Amígdalas da onça
Comigo elas nasceram, e mais que cresceram. Rara era a ocasião que eu passasse, sem que aquele par me molestasse. Cuidados com o frio, com a chupação de picolé, em não botar o pé descalço no vermelhão, era tanta amolação. E sofreguidão. E se fosse mo explicar Freud, inda se estendiam para a adenóide. Com umas amígdalas daquelas, lhe digo: precisava ainda ter inimigo?
Fui pra faca, e até sem a anestesia geral, de sorte que do alto de meus seis anos, tive a sensação de estar vendo tudo deste mundo - inclusive a chance, que parecia muito próxima, de passar para o outro.
O zelo da equipe médica entretanto, abortou essa viagem. E ainda pilheriou comigo que, boquiaberto, nem tinha resposta. O sangue vertido deu-me a impressão de que iria encher o balde. Só faltava chutá-lo - mas o pezinho não alcançava.
E fui mandado para o quarto, finda a intervenção. Direto para a cama, onde me foi ministrada a bebida mais divina por que eu ansiava: água. Até hoje retenho a lembrança daquele momento, ela tão fresquinha, saída de uma bilha de barro, e com tanta força regeneradora.
A partir dali, estabeleci um contato visual com meu colega de infortúnio, do qual me lembro ao certo não mais que o nome, Paulo Roberto.
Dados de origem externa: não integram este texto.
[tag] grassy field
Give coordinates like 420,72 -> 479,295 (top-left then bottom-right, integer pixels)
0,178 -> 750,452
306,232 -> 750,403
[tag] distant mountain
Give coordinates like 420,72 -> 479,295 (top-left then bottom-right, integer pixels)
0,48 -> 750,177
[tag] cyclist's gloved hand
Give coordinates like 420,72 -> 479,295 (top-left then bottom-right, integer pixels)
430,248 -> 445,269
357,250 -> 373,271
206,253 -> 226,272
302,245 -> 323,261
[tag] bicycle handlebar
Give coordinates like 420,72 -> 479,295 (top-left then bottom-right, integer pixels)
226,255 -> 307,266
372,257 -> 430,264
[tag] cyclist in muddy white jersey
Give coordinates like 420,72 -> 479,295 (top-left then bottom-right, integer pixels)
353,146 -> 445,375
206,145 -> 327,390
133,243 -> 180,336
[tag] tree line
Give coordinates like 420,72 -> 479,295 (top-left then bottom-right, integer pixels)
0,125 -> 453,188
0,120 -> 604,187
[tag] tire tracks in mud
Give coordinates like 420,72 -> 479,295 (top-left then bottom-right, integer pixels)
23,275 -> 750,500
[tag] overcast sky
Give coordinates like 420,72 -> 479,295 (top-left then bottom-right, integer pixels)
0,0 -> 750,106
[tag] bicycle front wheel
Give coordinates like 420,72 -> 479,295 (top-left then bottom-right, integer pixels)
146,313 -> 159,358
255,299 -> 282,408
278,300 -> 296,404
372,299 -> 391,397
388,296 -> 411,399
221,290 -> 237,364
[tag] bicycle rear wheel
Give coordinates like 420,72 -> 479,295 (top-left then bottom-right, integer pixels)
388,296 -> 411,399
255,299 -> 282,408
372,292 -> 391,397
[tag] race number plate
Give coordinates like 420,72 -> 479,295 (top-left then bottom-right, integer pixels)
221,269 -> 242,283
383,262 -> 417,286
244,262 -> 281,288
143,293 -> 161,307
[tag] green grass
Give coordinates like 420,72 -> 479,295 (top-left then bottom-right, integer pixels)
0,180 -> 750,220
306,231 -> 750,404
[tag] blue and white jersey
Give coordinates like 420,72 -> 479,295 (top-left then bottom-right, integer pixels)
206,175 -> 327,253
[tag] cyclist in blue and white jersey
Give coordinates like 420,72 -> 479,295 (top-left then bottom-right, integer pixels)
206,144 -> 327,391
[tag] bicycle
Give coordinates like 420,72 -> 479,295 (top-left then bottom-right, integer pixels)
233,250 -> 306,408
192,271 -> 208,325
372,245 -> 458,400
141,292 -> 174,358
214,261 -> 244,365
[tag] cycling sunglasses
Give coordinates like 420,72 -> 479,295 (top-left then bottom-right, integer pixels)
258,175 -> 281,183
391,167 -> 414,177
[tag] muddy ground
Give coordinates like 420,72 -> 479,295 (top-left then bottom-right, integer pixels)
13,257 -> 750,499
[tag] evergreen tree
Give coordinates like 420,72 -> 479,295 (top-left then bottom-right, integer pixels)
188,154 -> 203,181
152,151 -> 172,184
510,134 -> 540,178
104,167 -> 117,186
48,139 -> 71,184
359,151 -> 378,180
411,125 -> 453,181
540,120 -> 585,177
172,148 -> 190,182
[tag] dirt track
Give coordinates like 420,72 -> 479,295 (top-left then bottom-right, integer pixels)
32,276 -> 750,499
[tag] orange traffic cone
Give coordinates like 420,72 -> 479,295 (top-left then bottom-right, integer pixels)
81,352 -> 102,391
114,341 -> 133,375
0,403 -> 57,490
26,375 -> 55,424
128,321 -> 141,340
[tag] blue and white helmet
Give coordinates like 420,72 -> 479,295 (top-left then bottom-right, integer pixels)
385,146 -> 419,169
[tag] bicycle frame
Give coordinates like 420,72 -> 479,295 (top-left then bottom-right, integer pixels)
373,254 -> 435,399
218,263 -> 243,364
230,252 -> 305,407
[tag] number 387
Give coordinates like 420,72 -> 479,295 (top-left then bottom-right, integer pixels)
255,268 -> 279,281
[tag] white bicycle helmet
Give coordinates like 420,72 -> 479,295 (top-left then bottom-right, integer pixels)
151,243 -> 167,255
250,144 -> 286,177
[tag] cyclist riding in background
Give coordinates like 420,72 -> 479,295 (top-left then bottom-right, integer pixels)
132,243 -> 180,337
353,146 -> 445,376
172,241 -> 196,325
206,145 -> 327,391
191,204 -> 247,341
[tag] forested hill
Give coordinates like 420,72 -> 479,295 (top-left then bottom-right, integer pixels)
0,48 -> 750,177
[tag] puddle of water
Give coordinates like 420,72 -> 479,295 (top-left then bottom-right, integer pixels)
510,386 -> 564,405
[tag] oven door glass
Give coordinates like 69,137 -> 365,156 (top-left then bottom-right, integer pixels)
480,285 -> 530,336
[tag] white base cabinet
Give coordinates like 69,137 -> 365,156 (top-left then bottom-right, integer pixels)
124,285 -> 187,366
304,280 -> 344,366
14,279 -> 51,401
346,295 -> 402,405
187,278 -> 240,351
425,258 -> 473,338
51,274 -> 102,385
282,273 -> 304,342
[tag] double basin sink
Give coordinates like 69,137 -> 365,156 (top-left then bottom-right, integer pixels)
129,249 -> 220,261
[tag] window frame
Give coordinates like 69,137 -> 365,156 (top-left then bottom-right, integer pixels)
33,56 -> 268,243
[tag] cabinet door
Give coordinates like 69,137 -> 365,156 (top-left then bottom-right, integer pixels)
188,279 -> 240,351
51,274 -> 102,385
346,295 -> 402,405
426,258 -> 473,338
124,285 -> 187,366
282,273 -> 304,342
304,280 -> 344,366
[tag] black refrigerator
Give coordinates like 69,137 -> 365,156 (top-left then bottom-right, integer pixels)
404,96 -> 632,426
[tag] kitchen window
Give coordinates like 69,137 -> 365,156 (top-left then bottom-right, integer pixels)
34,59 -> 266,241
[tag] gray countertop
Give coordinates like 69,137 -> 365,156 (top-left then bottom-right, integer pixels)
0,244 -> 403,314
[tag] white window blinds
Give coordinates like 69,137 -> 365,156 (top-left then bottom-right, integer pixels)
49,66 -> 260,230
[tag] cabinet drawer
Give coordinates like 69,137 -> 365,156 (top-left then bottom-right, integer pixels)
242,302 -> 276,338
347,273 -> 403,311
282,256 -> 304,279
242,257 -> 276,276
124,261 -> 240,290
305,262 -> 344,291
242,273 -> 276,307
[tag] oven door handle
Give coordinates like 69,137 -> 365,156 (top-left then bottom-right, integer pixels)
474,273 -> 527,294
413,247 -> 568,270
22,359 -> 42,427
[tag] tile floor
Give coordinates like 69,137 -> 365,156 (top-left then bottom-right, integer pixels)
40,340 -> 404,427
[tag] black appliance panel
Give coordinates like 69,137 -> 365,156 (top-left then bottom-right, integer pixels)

E mal travamos aquele diálogo olho por olho, eis que seus pais pintam na porta do quarto. Vinham-lhe trazendo um carrinho, capaz da assanhar qualquer menininho - ou seu vizinho. E reluzente, o danadinho.
Queria um igual, por todas a maneiras. Mal me saudaram meus pais, então sorridentes, externei minha vontade, com a veemência e estridência de um diabinho da Tasmânia. E não transigia. Encabulado, entre o alegre e o vexado, meu pai saiu com o fito de atender meu desejo.
Voltou breve - com uma revista, que não só não folheei, como de lágrimas ensopei. Mas a garganta, não inflamei.